Negli ultimi tempi, diciamo quasi due anni, la mia attività fisica si è ridotta di molto. Una delle cause è stata la mia avventura assieme alla fibrillazione atriale (o FA per gli amici italiani o AF per gli amici inglesi). Con questo post sicuramente non vorrei mettermi nella condizione di chi dispensa consigli, ma solo nella condizione di chi condivide la propria esperienza. Ho appreso che "là fuori" sono molti gli appassionati di vario livello che sono affetti da diverse forme di aritmia, e quindi ho pensato che magari qualcuno potrebbe essere tranquillizzato se legge come sono andate le cose per qualcun altro. FA mi è stata diagnosticata ormai più di un anno fa, ma ho voluto aspettare che le cose si sistemassero per poter tracciare la traiettoria completa ed esaustiva della mia storia.  

Capitolo 1: Riconoscere di avere un problema

Anche gli alcolisti anonimi lo dicono: il primo passo è riconoscere di avere un problema. I primi episodi di aritmia AF mi sono comparsi diversi anni fa. Mi ricordo alcuni episodi vecchi di 8 anni, nei momenti in cui ero molto rilassato, per esempio la mattina a letto. Per gli anni successivi ho sempre svolto con regolarità attività fisica (questo blog in qualche modo può dare l'idea a qualcuno dall'esterno del volume di attività di cui sto parlando e di come questa oscillava negli anni e nei mesi, così da avere un parametro di confronto). Ogni anno ho partecipato a qualche gara (sempre sport di endurance) e quindi mi sottoponevo alla visita "per il rilascio del certificato medico per attività agonistica". Direi che quasi regolarmente, ogni anno, riportavo al medico dello sport il mio problema, ma ogni anno mi veniva rilasciato il certificato e le mie aritmie venivano appellate con il termine "benigne". Tutto ok quindi: libero accesso al circuito gare e al negozio di caramelle più bello del mondo!
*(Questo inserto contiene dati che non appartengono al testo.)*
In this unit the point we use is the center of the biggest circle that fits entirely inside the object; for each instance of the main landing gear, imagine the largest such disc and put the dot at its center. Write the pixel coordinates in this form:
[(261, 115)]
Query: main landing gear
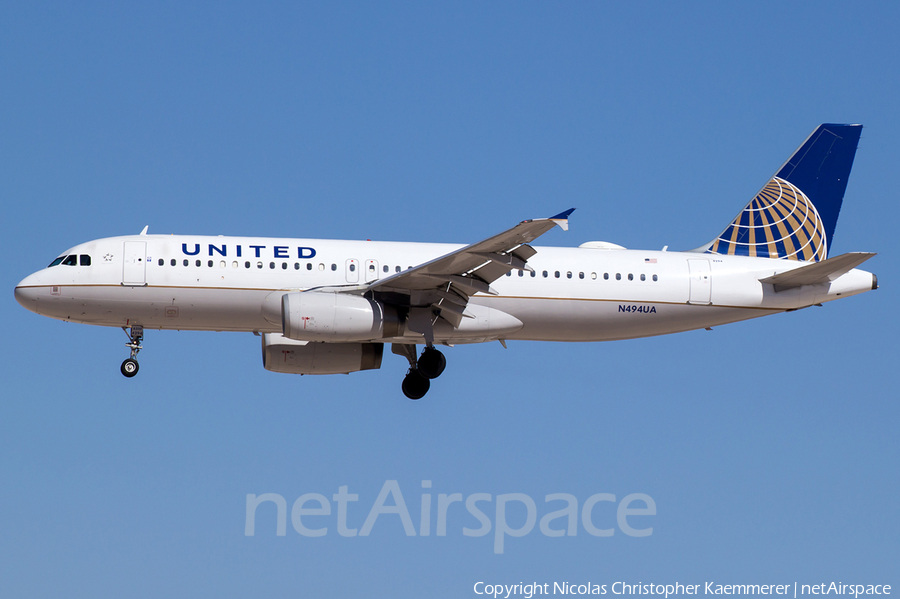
[(135, 336), (429, 366)]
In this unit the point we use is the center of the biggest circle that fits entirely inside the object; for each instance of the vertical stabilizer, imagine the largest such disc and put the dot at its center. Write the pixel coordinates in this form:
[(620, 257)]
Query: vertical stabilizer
[(794, 215)]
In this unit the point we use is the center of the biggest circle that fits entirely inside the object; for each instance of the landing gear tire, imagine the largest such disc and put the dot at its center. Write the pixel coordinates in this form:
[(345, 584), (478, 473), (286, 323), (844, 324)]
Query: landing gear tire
[(130, 367), (431, 363), (415, 386)]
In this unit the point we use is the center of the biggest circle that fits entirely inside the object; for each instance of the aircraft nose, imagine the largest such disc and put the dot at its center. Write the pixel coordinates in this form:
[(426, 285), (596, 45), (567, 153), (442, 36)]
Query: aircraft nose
[(27, 292)]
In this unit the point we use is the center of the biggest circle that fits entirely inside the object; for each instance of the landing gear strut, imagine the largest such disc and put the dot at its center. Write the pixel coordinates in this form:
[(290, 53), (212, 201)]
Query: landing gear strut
[(135, 336), (429, 366)]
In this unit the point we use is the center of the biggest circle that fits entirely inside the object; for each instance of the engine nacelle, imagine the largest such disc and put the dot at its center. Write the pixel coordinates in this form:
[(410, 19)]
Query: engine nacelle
[(281, 354), (320, 316)]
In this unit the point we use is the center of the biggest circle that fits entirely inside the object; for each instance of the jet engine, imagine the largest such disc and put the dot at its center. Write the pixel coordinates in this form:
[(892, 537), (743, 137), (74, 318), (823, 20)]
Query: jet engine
[(331, 317), (281, 354)]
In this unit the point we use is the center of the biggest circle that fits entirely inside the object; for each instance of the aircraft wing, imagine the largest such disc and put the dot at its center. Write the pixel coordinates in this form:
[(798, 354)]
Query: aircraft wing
[(446, 282), (819, 272)]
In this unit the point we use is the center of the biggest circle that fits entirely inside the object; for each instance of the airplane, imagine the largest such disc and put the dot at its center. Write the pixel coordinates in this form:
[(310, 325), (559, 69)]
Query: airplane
[(329, 306)]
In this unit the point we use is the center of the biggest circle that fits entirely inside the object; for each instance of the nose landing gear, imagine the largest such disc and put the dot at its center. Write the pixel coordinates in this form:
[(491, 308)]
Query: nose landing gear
[(429, 366), (135, 336)]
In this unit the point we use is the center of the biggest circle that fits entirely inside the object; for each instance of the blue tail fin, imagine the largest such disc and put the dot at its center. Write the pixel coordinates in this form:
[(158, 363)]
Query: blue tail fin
[(794, 215)]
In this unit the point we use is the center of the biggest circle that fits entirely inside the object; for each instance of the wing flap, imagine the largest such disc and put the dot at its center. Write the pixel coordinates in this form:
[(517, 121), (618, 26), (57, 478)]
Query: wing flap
[(819, 272), (484, 262)]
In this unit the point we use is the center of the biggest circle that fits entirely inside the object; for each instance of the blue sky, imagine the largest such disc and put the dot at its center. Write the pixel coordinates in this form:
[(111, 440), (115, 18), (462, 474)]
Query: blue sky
[(769, 447)]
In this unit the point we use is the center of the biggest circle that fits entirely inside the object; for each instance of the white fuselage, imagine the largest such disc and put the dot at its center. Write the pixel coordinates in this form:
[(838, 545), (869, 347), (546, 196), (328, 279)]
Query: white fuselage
[(574, 294)]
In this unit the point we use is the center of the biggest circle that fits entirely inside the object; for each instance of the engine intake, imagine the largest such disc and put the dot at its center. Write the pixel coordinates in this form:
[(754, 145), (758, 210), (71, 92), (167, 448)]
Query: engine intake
[(281, 354), (319, 316)]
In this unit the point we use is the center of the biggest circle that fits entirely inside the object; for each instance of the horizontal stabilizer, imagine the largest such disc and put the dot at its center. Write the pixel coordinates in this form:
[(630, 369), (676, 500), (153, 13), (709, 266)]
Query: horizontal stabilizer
[(820, 272)]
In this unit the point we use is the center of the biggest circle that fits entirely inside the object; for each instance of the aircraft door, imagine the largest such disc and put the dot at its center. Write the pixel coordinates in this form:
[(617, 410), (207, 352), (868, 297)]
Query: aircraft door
[(134, 263), (352, 270), (371, 270), (701, 281)]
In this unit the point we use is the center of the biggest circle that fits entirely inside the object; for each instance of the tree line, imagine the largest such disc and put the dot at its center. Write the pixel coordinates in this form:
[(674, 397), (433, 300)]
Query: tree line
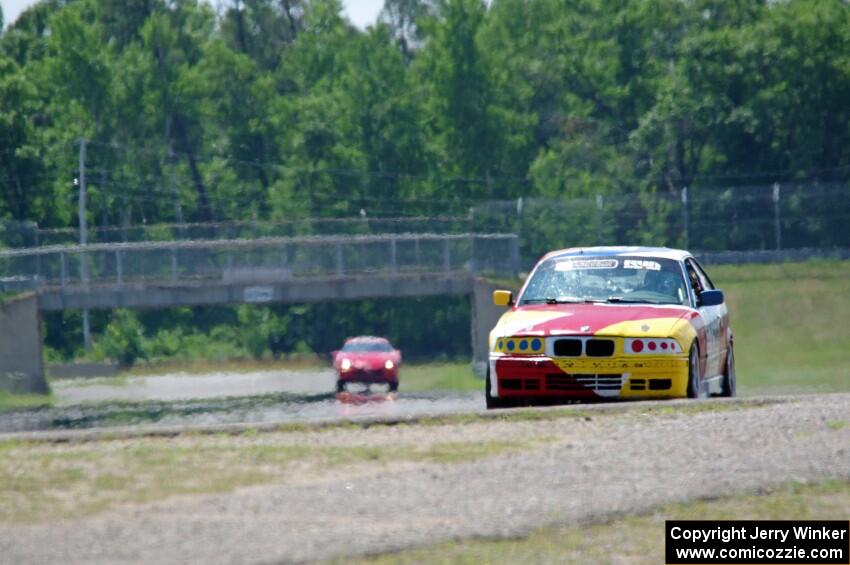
[(274, 109)]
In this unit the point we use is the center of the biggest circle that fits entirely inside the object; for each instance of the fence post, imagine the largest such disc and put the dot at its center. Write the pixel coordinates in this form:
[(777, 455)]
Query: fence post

Il tutto era accompagnato da un ritmo di battito cardiaco (HR per gli amici) a riposo di circa 40 battiti al minuto, stavo alla grandissima. 
Con il passare degli anni gli episodi di aritmia sono aumentati. Sorpassati i 32 anni di età gli episodi sono comparsi durante gli allenamenti. Mi ricordo che i primi sintomi durante l'attività sono comparsi nei primi minuti delle sessioni di corsa e, in particolare, dopo la prima fase di riscaldamento, dove mi fermavo un attimo prima di cominciare con la serie di lavoro ad alta intensità. Scaricavo i dati su Gramin connect e i grafici di HR impazzivano, c'era sicuramente qualcosa che non andava. Quello che prima mi faceva battere il cuore fuori dal beat saltuariamente e in condizioni di riposo (magari il mattino dopo una cena esauriente o nei periodi di maggiore stress e caffeina) si stava trasformando in un fastidioso visitatore che veniva a trovarmi durante i miei allenamenti più belli. Percepivo le AF come momenti in cui il cuore "non ci stava dietro". Faceva qual che poteva per farmi recuperare in fretta, ma era come se facesse fatica a tornare al suo ritmo di riposo in modo efficiente. 
Con il passare dei mesi la situazione non migliorava. AF cominciarono a comparire anche nei momenti peggiori: in piscina durante il mio allenamento ad alta intensità tra un bout e l'altro avevo episodi che mi facevano mancare il respiro. Una volta mi fecero anche bere dell'acqua. Mesi dopo cominciarono a comparire AF anche durante i miei giri in bici. Con l'inizio del 2017 il problema era diventato innegabile: non ero più tranquillo di allenarmi con le mie AF "benigne". Volevo capire come fare per togliermi il problema e qualcuno mi doveva aiutare. AF erano diventate un problema e io non potevo non riconoscerlo. 
Mi sono affidato ad un grande amico e grande medico (SS). Medico dello sport con un master di secondo livello in cardiologia e con una grande passione per gli sport di endurance (ha un PB in maratona di 2:56 alla maratona di Atene). Lui mi ha sottoposto ad una prova da sforzo che prevedeva due rampe più o meno veloci (riporto i risultati sotto). La presenza di qualche meccanismo strano era innegabile. 
   
In questo grafico è possibile osservare molto bene come il cardiofreqenzimetro aveva molte difficoltà nel monitorare la mia HR durante il recupero dalla prova da sforzo. In nero è possibile distinguere la potenza erogata in Watt (non tanta, lo so) e in rosso il battito cardiaco (HR). Le frecce azzurre indicano proprio le fasi di recupero e la comparsa delle palpitazioni a-ritmiche. 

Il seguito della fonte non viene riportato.